An 18th Century St.Cloud Porcelain Beaker and Saucer c.1720 – 1740.
An 18th century French soft-paste porcelain `Trembleuse` beaker and saucer, St.Cloud factory c.1720-1740. Thickly potted with a lead glaze over a gadroon moulded form. Decorated with a Lambrequin design in Blue and White.
SOLD
- Condition
- Excellent, two minute frits to the rim of the beaker c.1 x 1mm
- Size
- Diameter of the Saucer : 13.4 cm
- Provenance
- N/A
- Stock number
- 24803
- References
- For a Similar 18th century Saint Cloud teabowl and Saucer See : French Porcelain, A Catalogue of the British Museum (Aileen Dawson, British Museum Press,1994) Page 24, Item 25.
Information
Lambrequin Designs on French Ceramics :
This design is in a style traditionally related to the great Baroque designer to the French court of Louis XIV, Jean Berain (1640-1711). Berain`s style of grotesques and strap-work were used on all types of decorative art from furniture to tapestries, silver ware and just about anything else. His stylistic language is based on a Renaissance understanding of a type of Roman design. However the designs one finds on St.Cloud porcelain are more linear and weightless, they are more in keeping with ornamental prints. Of the more complex designs, a few have been possible to identify from the original source material.
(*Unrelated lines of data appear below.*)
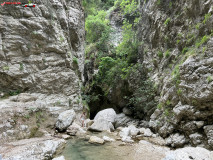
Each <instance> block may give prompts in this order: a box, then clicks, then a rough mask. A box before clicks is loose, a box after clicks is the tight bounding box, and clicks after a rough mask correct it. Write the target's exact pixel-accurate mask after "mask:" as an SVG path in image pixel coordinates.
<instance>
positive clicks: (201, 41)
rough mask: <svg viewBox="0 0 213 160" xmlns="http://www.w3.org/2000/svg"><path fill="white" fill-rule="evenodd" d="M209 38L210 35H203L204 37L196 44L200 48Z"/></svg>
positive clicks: (196, 43)
mask: <svg viewBox="0 0 213 160" xmlns="http://www.w3.org/2000/svg"><path fill="white" fill-rule="evenodd" d="M209 38H210V36H207V35H205V36H203V38H202V39H201V40H200V41H197V42H196V44H195V46H196V47H197V48H199V47H200V46H201V45H203V44H204V43H206V42H207V41H208V40H209Z"/></svg>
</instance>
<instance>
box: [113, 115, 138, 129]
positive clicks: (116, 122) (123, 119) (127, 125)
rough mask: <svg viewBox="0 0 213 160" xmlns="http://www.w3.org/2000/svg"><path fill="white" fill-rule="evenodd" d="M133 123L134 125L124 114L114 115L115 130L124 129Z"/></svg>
mask: <svg viewBox="0 0 213 160" xmlns="http://www.w3.org/2000/svg"><path fill="white" fill-rule="evenodd" d="M133 123H134V120H133V119H132V118H130V117H128V116H126V115H125V114H124V113H120V114H117V115H116V119H115V128H118V127H126V126H128V124H133ZM136 125H137V124H136Z"/></svg>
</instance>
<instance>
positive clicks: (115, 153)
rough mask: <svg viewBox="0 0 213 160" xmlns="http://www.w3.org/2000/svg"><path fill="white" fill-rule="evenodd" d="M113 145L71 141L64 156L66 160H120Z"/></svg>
mask: <svg viewBox="0 0 213 160" xmlns="http://www.w3.org/2000/svg"><path fill="white" fill-rule="evenodd" d="M114 147H115V146H113V145H112V144H111V143H106V144H104V145H95V144H90V143H88V141H85V140H83V139H71V140H69V141H68V142H67V145H66V147H65V150H64V151H63V153H62V154H63V155H64V157H65V159H66V160H119V159H122V158H121V157H120V154H118V153H116V151H114V149H113V148H114Z"/></svg>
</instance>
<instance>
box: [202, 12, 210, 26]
mask: <svg viewBox="0 0 213 160" xmlns="http://www.w3.org/2000/svg"><path fill="white" fill-rule="evenodd" d="M210 17H211V13H208V14H205V17H204V20H203V24H206V22H207V21H208V19H209V18H210Z"/></svg>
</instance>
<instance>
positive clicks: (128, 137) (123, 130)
mask: <svg viewBox="0 0 213 160" xmlns="http://www.w3.org/2000/svg"><path fill="white" fill-rule="evenodd" d="M130 131H131V127H130V128H129V127H125V128H122V129H121V131H120V132H119V135H120V137H121V140H122V141H123V142H127V143H133V142H134V141H133V140H132V138H131V135H130Z"/></svg>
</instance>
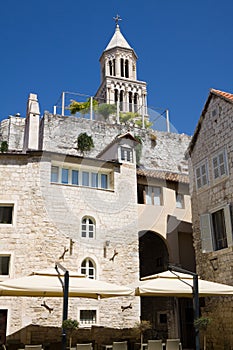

They are not taken from Berain designs but from the etchings of a prolific architect Jacques Androuent Du Cereau, who early in his life spent time working in Italy (in the 1530`s). However it seems to me inconceivable that his designs would have been used in the early 18th century unless Berain and his grotesque style were so popular. Both are interpretations of Classical Roman design but from different generations.